UAE Threatens To Walk Away From $23 Billion US Arms Deal

As China scrambles to build more aircraft carriers and other munitions systems that can deliver its hypersonic missiles (which have become a major point of contention since the missiles are more advanced than any US weapons system, and also cannot be stopped), it appears more countries are having second thoughts about buying American weapons systems, and perhaps giving China’s offerings a second thought.

According to WSJ, the UAE is reportedly thinking about walking away from a massive arms deal that would have seen the tiny Gulf state supplied with $23 billion in aircraft, drones and missiles, including the F-35, Reaper drones and other advanced munitions.

The reasoning given by WSJ for the decision to abandon the deal was that the protective measures demanded by the US to stop Chinese spies from stealing the technology from the UAE were apparently too onerous for Abu Dhabi.

Then again, it’s unclear whether the $23 billion arms deal, inked in the final days of the Trump administration, is actually dead, or whether this is a bargaining tactic by the Emiratis on the eve of a planned visit Wednesday by a high-level UAE military delegation to the Pentagon for two days of talks.

The letter informing the Pentagon about the UAE’s plans for abandoning the deal was written by a relatively junior government official, creating the impression – according to WSJ’s sources – that the move is a bargaining tactic. But although the US has legitimate concerns about the tech falling into the wrong hands, Lockheed Martin and the Pentagon both have good reasons for trying to save the deal.

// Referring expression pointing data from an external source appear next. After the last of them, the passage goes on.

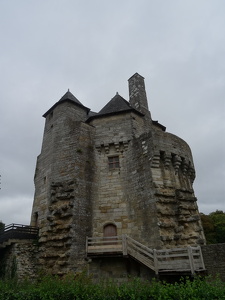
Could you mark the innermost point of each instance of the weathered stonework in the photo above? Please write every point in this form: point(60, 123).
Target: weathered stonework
point(147, 195)
point(19, 260)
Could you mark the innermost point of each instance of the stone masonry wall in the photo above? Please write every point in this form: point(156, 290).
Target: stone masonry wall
point(124, 195)
point(64, 183)
point(20, 260)
point(214, 259)
point(173, 176)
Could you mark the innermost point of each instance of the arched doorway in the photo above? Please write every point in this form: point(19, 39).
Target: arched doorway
point(110, 233)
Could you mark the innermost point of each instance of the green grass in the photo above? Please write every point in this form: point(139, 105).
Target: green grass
point(81, 287)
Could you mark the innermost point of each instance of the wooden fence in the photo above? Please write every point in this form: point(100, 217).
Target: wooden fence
point(18, 231)
point(187, 259)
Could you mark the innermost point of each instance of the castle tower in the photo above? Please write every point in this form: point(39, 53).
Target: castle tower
point(115, 172)
point(62, 202)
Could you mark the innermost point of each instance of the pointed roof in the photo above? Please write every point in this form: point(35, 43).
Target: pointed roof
point(116, 105)
point(68, 96)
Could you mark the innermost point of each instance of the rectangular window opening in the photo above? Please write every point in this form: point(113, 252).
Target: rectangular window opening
point(113, 162)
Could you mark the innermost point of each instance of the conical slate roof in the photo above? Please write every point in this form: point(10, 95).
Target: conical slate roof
point(68, 96)
point(116, 104)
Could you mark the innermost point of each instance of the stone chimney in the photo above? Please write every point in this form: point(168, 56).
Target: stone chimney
point(137, 93)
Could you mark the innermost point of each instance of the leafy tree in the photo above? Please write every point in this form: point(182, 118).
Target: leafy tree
point(214, 227)
point(2, 226)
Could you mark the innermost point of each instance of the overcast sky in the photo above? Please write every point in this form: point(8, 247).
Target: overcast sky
point(92, 47)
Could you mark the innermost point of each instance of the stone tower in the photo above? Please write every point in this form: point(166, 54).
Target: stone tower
point(113, 172)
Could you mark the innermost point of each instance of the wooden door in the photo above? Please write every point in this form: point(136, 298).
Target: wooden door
point(110, 230)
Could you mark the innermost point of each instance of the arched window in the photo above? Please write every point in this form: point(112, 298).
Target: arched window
point(110, 230)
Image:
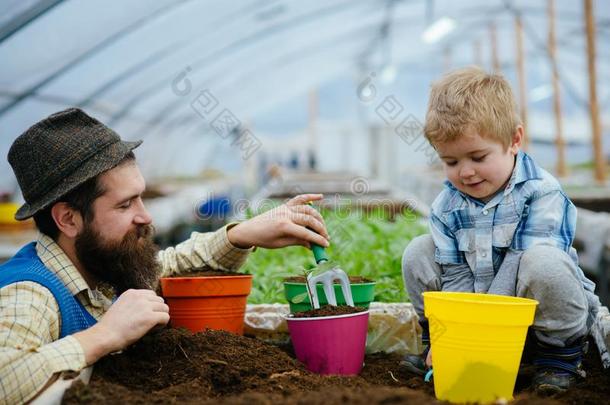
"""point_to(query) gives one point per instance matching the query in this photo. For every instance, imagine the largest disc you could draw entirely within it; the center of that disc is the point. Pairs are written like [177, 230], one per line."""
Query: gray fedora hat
[61, 152]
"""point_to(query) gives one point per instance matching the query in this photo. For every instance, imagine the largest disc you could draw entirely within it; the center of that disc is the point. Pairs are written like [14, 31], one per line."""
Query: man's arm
[293, 223]
[30, 352]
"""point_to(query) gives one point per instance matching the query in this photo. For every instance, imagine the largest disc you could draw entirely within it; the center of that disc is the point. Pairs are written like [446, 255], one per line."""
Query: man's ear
[68, 220]
[517, 140]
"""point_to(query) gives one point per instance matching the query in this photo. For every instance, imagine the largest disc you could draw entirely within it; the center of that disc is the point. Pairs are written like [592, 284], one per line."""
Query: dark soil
[352, 280]
[329, 310]
[175, 366]
[208, 272]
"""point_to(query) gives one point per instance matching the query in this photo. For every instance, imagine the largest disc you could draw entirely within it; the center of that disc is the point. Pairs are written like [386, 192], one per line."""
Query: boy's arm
[548, 219]
[456, 273]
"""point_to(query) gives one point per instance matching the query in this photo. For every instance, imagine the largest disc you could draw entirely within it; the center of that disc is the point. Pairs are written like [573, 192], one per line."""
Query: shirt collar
[525, 169]
[56, 260]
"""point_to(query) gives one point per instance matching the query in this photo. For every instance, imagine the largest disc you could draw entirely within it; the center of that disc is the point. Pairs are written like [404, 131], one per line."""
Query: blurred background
[245, 102]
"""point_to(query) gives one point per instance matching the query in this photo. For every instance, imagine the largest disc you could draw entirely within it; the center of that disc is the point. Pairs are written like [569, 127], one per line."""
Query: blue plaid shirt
[476, 239]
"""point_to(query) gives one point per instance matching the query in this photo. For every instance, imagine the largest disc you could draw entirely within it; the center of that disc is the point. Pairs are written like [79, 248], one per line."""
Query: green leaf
[297, 299]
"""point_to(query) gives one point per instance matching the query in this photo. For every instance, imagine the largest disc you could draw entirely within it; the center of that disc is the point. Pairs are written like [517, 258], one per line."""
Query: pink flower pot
[330, 344]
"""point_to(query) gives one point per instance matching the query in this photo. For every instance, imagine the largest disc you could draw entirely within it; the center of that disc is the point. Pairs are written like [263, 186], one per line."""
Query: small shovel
[329, 273]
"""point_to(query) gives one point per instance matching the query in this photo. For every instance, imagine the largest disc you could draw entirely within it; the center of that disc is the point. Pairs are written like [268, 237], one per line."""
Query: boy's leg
[549, 275]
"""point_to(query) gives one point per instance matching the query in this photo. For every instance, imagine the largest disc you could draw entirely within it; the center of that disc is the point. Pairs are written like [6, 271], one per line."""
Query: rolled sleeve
[30, 352]
[211, 249]
[63, 354]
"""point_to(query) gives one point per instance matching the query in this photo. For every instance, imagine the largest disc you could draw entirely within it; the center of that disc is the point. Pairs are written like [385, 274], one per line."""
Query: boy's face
[478, 166]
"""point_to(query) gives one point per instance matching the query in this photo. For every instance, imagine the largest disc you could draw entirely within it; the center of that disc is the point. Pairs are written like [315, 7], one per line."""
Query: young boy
[502, 225]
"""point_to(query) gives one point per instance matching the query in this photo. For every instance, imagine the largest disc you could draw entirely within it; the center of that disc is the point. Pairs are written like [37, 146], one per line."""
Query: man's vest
[26, 266]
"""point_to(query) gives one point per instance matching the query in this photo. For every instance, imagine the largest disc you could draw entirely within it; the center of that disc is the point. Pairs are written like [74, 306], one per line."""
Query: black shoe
[416, 363]
[557, 368]
[551, 381]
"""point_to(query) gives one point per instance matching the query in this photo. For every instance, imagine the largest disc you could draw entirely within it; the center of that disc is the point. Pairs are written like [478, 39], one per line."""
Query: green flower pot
[362, 293]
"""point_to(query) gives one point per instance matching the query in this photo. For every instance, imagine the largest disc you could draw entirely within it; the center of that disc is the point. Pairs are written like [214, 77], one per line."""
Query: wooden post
[598, 153]
[478, 59]
[447, 59]
[313, 121]
[494, 47]
[522, 78]
[559, 141]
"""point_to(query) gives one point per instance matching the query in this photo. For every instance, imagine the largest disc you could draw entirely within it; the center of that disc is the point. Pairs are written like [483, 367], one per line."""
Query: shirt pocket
[502, 235]
[462, 224]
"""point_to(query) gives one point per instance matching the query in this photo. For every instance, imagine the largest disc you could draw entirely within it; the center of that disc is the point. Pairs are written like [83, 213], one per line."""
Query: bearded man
[86, 287]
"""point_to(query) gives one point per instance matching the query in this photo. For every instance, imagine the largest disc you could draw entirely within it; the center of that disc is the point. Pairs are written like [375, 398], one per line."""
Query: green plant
[363, 244]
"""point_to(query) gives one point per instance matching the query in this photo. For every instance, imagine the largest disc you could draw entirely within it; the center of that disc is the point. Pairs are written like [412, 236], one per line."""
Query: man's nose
[142, 216]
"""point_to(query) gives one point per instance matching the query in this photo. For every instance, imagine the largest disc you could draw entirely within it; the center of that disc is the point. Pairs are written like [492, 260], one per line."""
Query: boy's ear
[517, 140]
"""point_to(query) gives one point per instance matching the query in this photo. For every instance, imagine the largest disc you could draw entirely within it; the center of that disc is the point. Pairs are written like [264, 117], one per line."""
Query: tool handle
[319, 252]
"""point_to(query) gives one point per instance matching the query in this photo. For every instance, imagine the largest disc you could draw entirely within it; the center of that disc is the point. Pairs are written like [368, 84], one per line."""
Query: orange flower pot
[214, 302]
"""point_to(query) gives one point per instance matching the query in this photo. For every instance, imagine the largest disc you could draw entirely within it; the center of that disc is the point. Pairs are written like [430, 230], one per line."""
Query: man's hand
[283, 226]
[133, 314]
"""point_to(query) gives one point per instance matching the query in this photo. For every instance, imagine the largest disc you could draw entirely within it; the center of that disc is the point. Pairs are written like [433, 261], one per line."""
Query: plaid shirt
[31, 352]
[485, 237]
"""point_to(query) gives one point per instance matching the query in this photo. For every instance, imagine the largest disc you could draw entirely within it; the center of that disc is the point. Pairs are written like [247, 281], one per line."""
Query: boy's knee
[418, 253]
[544, 263]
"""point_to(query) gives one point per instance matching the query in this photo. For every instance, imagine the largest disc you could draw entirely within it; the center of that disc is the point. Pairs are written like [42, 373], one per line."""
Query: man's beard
[128, 263]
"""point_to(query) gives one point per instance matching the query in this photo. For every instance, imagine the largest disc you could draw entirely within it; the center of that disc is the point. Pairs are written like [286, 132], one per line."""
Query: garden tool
[327, 273]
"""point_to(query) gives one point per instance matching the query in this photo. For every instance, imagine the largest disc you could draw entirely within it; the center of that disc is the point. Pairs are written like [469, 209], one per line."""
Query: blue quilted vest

Still, the US has become increasingly concerned about Beijing’s growing influence both within the UAE and among its neighboring Gulf states. The fifth generation fighter jet technology cost the US a small fortune to develop, and few want to risk simply allowing the technology to fall into China’s hands.

“We remain committed to these sales, and the Emiratis have raised some concerns,” said a U.S. official. “Frankly, we have some questions of our own. This sort of back-and-forth is not unusual for significant arms sales and we are hopeful we can work through these issues and we think the joint military dialogue will give us an opportunity to do so.”

Then again, China’s hypersonic missile test was pretty impressive, as American generals have acknowledged. Could this be the beginning of a major shift in the Gulf where American-made munitions are slowly replaced by weapons systems designed and made in China (with plenty of input from stolen American technology).